Keynote

Actor-Oriented Programming for the Internet of Things


Professor Gul Agha
Department of Computer Science
Department of Electrical and Computer Engineering
Coordinated Science Laboratory
University of Illinois at Urbana-Champaign

Abstract:

The Internet of Things involves networked embedded applications in an open distributed system. Critical requirements of IoT applications include scalability, robustness, real-time responsiveness, energy efficiency and adaptive control. These characteristics are common in biological systems--autonomous agents who symbiotically use model-based data acquisition and feeback control. Individual agents have partial information and coordinate in real-time to create a robust system. The Actor model has been used to build scalable software systems such as Twitter, Linkedin, Facebook Chat. The Actor model can be extended with probabilistic execution, continuous variables, control and coordination abstractions to facilitate building IoT applications.
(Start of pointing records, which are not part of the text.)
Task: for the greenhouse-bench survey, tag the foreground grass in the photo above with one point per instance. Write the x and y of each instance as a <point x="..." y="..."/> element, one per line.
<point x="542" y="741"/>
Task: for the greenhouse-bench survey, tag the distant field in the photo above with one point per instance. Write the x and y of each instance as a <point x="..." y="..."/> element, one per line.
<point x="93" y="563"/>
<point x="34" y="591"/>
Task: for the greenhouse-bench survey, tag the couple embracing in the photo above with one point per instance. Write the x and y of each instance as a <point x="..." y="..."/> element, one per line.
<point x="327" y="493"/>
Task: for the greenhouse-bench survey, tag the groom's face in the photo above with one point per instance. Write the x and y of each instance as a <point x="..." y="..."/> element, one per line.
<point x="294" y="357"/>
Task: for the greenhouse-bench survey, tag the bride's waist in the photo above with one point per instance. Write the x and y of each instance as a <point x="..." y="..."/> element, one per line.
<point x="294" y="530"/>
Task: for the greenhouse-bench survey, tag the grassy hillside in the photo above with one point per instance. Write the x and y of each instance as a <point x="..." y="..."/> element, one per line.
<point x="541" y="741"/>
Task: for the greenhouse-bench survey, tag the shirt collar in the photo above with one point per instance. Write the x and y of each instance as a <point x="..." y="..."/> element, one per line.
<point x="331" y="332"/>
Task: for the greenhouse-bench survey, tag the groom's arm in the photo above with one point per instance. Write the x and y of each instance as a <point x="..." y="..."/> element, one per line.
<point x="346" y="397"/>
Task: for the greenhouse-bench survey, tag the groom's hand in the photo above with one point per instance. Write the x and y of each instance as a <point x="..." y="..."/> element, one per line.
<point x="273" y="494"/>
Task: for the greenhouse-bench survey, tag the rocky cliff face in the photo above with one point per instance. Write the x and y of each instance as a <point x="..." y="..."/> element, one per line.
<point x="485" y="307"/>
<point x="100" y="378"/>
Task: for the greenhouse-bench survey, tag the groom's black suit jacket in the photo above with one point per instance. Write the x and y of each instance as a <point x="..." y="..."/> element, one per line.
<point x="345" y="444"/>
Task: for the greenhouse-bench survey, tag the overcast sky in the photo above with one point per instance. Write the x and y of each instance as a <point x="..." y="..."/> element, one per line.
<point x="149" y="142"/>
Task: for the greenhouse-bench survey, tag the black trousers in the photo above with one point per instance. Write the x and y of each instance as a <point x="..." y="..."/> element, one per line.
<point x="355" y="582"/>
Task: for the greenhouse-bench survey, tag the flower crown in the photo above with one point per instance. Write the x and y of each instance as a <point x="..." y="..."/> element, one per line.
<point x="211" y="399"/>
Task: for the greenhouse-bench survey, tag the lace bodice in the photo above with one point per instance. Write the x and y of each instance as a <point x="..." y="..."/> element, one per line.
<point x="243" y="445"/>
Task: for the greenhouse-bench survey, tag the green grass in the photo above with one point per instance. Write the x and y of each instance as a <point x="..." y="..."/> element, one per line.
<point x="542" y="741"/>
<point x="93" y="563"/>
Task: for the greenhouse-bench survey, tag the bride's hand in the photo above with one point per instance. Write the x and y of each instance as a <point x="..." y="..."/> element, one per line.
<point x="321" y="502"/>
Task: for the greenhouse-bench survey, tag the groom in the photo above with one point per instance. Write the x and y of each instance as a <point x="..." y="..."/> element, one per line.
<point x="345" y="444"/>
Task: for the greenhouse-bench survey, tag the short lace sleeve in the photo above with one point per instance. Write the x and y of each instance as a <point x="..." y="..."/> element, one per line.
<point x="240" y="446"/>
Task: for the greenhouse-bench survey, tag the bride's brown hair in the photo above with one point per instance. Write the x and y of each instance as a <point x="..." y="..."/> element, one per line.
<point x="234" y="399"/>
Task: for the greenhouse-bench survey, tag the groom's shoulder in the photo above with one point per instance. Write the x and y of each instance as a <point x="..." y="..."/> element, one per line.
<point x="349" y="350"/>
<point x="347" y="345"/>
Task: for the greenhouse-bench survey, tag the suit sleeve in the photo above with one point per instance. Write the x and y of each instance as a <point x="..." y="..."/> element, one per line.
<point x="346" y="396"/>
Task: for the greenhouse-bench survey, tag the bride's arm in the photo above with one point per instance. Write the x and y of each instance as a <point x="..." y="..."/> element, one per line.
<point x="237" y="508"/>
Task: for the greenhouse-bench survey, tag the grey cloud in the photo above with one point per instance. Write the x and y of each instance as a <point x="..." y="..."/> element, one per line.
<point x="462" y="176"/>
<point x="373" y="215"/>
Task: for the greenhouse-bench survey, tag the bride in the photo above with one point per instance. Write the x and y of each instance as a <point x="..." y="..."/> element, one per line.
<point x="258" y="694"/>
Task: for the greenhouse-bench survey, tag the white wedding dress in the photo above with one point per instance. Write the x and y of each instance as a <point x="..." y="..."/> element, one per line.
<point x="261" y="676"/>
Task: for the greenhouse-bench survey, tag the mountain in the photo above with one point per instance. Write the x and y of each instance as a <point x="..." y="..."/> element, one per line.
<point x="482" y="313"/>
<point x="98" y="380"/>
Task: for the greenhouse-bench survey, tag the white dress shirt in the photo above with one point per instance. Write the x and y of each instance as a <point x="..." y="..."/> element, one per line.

I will describe these extensions and then discuss how IoT systems with large numbers of actors can be tested and verified for parallel performance and energy behavior using techniques such as Runtime Verification, Statistical Model Checking and Euclidean Modeling Checking.

About the Speaker:

Gul Agha is Professor of Computer Science at the University of Illinois at Urbana-Champaign and co-founder of Embedor Technologies, a start-up providing solutions for civil infrastructure monitoring for smart cities. Dr. Agha is best known for his work on the Actor model: his thesis on actors, published by MIT Press, is the most widely cited work on the topic. Dr. Agha has developed a number of novel techniques in the areas of Statistical Model Checking, Euclidean Model Checking, an Energy complexity model for parallel algorithms, software testing and mechanisms for multi-actor coordination. Dr. Agha is a Fellow of the IEEE. He previously served as Editor-in-Chief of IEEE Parallel and Distributed Technology (1994-98) and ACM Computing Surveys (1999-2007), and is currently the Editor-in-Chief of IEEE Computing Now.